女子教育に 大いなる理解を示した新渡戸稲造(1862~1933:東京女子大学 初代学長)が、河井道(1877~1953:恵泉女学園 創立者)、津田梅子(1864~1929:女子英學塾 創立者)、安井てつ(1870~1945:東京女子大学 第2代学長)を援護した三人に共通するのは『種を蒔く人になりなさい』の実践であろう。
筆者は、2021年7月1日、新渡戸稲造から学んだ河井道が、初代学園長である恵泉女学園(創立1929年)の9代目理事長を拝命した。 新渡戸稲造の『優雅な感情を養うは、他人の苦痛に対する思いやりを生む。しかして他人の感情を尊敬することから生ずる謙遜・慇懃(いんぎん)の心は礼の根本をなす』が鮮明に蘇って来たものである。
河井道は自著『わたしのランターン』の終わりに『時がくると、それは別の手へとひき継がれて、さらに先へと運ばれていくであろう。』と記述している。『恵泉の未来を語る会』が立ち上がる予感がする。

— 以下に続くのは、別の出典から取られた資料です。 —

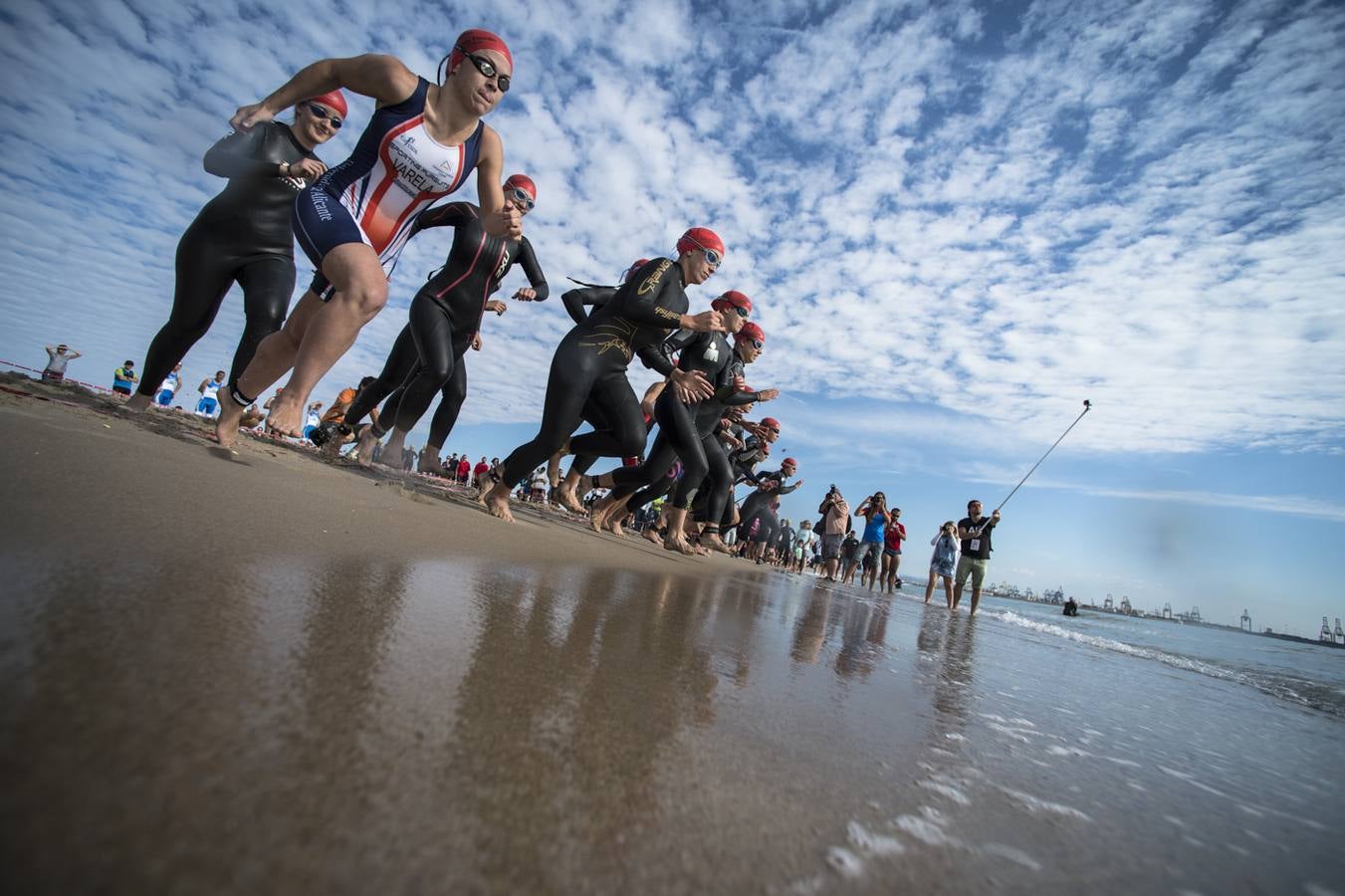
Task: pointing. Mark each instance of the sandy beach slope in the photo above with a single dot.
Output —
(260, 673)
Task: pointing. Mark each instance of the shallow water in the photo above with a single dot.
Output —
(449, 727)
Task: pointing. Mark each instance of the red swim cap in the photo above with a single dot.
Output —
(334, 100)
(700, 238)
(750, 332)
(631, 271)
(524, 183)
(475, 41)
(732, 299)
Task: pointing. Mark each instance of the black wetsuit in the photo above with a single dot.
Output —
(401, 362)
(686, 432)
(758, 505)
(590, 363)
(447, 314)
(574, 302)
(242, 236)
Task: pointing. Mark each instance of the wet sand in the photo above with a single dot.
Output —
(257, 673)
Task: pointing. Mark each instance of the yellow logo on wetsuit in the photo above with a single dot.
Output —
(651, 283)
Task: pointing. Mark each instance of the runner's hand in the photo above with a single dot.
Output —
(307, 168)
(508, 222)
(249, 117)
(692, 385)
(706, 321)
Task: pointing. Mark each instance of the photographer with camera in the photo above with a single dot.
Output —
(874, 510)
(835, 523)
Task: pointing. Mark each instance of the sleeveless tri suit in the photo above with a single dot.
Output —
(395, 171)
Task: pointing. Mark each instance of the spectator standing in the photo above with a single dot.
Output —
(57, 359)
(209, 389)
(123, 378)
(874, 512)
(835, 523)
(313, 418)
(943, 562)
(169, 386)
(892, 539)
(974, 532)
(850, 558)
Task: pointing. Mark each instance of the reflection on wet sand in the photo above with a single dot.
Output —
(562, 727)
(947, 639)
(96, 743)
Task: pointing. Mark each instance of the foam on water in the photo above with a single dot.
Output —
(1037, 804)
(1294, 689)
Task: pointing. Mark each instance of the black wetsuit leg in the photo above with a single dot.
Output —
(205, 272)
(433, 336)
(399, 363)
(716, 470)
(629, 481)
(593, 417)
(449, 404)
(651, 493)
(624, 435)
(574, 371)
(677, 437)
(268, 286)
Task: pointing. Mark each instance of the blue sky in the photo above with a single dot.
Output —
(958, 221)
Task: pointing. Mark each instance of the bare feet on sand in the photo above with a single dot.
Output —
(566, 498)
(391, 454)
(429, 462)
(497, 502)
(713, 541)
(597, 517)
(677, 541)
(230, 414)
(364, 450)
(286, 417)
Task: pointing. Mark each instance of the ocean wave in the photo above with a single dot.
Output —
(1298, 690)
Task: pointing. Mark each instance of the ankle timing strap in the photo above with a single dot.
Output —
(240, 398)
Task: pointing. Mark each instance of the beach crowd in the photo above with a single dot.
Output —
(690, 455)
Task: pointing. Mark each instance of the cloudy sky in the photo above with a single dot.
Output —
(958, 221)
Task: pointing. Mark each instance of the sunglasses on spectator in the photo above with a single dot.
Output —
(487, 69)
(325, 114)
(521, 198)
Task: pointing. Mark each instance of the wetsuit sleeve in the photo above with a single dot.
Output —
(237, 156)
(455, 214)
(655, 356)
(654, 296)
(575, 299)
(536, 278)
(740, 398)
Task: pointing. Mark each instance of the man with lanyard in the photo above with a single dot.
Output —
(974, 532)
(123, 378)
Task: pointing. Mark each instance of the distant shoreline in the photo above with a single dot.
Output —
(1173, 619)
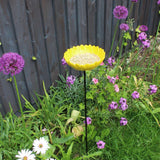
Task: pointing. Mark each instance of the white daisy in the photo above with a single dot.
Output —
(40, 146)
(25, 155)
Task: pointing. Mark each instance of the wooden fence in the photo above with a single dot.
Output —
(46, 28)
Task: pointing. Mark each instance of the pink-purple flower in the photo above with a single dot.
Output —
(143, 28)
(64, 63)
(113, 105)
(11, 63)
(110, 61)
(120, 12)
(101, 144)
(124, 27)
(95, 81)
(89, 120)
(70, 80)
(152, 89)
(135, 95)
(123, 121)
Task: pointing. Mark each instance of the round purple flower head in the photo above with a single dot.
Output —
(89, 120)
(143, 28)
(153, 89)
(100, 144)
(134, 0)
(120, 12)
(123, 107)
(63, 62)
(142, 36)
(146, 43)
(135, 95)
(11, 63)
(122, 101)
(124, 27)
(123, 121)
(70, 80)
(113, 105)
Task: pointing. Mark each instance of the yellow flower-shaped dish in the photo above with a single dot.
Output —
(84, 57)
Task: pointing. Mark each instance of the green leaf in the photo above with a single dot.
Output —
(156, 110)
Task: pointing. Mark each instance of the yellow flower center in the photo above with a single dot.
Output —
(40, 145)
(25, 158)
(85, 58)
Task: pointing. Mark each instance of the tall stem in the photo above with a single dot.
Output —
(85, 111)
(19, 101)
(114, 38)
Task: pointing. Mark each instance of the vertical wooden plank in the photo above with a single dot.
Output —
(100, 22)
(91, 5)
(25, 45)
(82, 21)
(108, 25)
(59, 16)
(50, 38)
(9, 44)
(37, 34)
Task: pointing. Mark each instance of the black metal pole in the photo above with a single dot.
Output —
(85, 111)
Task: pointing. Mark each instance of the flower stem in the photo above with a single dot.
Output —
(114, 38)
(85, 111)
(18, 96)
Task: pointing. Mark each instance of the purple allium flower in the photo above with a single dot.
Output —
(70, 80)
(11, 63)
(153, 89)
(123, 121)
(146, 43)
(142, 36)
(124, 27)
(123, 107)
(143, 28)
(100, 144)
(134, 0)
(110, 61)
(113, 105)
(120, 12)
(89, 120)
(122, 101)
(112, 80)
(135, 95)
(63, 62)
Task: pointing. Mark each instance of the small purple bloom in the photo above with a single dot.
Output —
(89, 120)
(63, 62)
(143, 28)
(124, 27)
(123, 107)
(122, 101)
(135, 95)
(11, 63)
(112, 80)
(101, 144)
(120, 12)
(113, 105)
(146, 43)
(153, 89)
(70, 80)
(142, 36)
(110, 61)
(123, 121)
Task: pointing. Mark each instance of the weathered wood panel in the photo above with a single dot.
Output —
(46, 28)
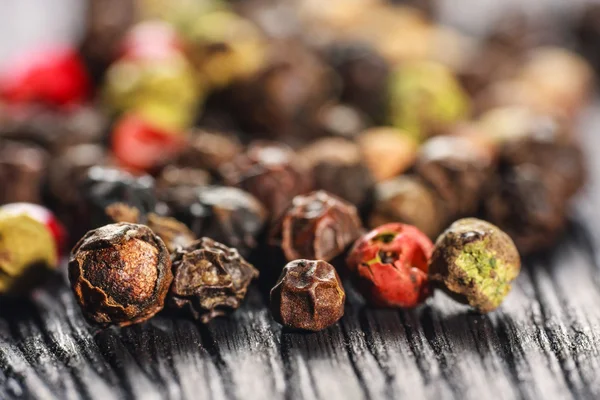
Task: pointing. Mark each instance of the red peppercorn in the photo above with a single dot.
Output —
(389, 265)
(42, 215)
(140, 146)
(54, 76)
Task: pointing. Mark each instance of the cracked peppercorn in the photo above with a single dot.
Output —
(317, 226)
(210, 279)
(475, 262)
(308, 295)
(120, 274)
(389, 266)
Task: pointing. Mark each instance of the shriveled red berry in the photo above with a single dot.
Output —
(139, 145)
(389, 265)
(42, 215)
(54, 76)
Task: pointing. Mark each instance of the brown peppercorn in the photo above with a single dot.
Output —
(409, 200)
(228, 215)
(174, 233)
(364, 74)
(209, 150)
(388, 152)
(172, 177)
(281, 101)
(528, 204)
(338, 168)
(548, 146)
(22, 171)
(120, 274)
(317, 226)
(271, 172)
(210, 279)
(457, 170)
(308, 295)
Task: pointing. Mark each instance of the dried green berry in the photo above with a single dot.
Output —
(475, 262)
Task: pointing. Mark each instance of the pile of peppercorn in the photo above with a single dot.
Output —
(186, 146)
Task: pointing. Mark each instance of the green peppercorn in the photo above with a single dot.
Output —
(475, 262)
(27, 253)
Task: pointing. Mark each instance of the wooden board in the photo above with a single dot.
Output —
(544, 342)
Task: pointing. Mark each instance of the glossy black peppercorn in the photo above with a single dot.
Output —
(210, 279)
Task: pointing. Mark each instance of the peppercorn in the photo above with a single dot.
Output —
(107, 21)
(335, 119)
(153, 146)
(457, 170)
(22, 171)
(549, 146)
(271, 172)
(364, 74)
(228, 215)
(173, 177)
(282, 100)
(426, 99)
(528, 204)
(209, 150)
(210, 279)
(475, 262)
(225, 47)
(28, 252)
(54, 131)
(308, 295)
(120, 274)
(387, 151)
(43, 216)
(317, 226)
(389, 266)
(338, 168)
(164, 91)
(54, 76)
(409, 200)
(103, 186)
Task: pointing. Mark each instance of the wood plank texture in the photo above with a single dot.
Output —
(544, 342)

『目的は高い理想に置き、それに到達する道は臨機応変に取るべし』(新渡戸稲造)、『古いものには、まだ再活用される要素があるのである』(内村鑑三:1861~1930)の教訓が今に生きる。 医学生、病理医 時代の読書遍歴は、内村鑑三・新渡戸稲造・南原繁(1889~1974)・矢内原忠雄 (1893~1961) の著書であった。思えば、『人生邂逅=非連続性の連続性』である。
『すべてのことを働かせて益としてくださることを、私たちは知っています』(ローマ人への手紙8章28節)の体験である。 まさに『本質的な人間教育の見直しの時代的到来』であろう。